Thursday, December 30, 2010

Just because you have your feet in stirrups doesn't mean you have to take it lying down

Who is this person, and why is she posting on this blog that had long ago been marked as dead? I know, I know, but with all that came at me this fall, I think part of me had to hibernate to protect itself. But it doesn't mean I've given up. I've just been busy trying to find the right path to becoming a mom.

Of course, I'm no closer to figuring it out, but I figured I needed to at least surface one more time in 2010.

Also, if I didn't get down that quote for the subject, I was going to forget it. ;) And the context behind it that was my fight with the Big Huge Reproductive Medicine Center after I started to get bill, upon bill, upon bill for what I had put down an enormous deposit to cover, even though they said the cost would only be half that.

Oh, big medical offices, always finding a way to bill you for things NOT covered, never mind flat out LYING to you. Oddly enough, I knew this was the very reason that Dr. Wonderful and 3 of her colleagues were leaving BHRMC...

But, dear readers, I didn't take it lying down and hit back swinging. Do not mess with a woman on her 4th chemical pregnancy and with hormones completely out of whack from injectibles. I used my knowledge of the knock-down drag-out going on internally and got in some nasty punches. I also demanded that everything I was being charged for (twice -- they tried to charge me for everything twice!) be submitted to my insurance company for reimbursement, and marked as diagnostic. As expected, insurance did pay, and I suddenly had a refund for my deposit.

But it doesn't leave me any less skittish about these REs and their looking at our IF as a huge money making machine.
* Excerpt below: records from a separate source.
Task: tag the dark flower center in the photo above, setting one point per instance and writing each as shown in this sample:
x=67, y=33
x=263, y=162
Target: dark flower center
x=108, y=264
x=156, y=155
It just makes the whole thing hurt even more. The desire seems so simple: a child to love. But what you do trying so hard to get there seems oh so unfair!

That is about where I am right now. Still hurting, still nursing my wounds, still wanting so badly, and not knowing what direction to go next in order to be knocked down again. I promise to try and stop by more often in the new year as I cautiously start this journey again.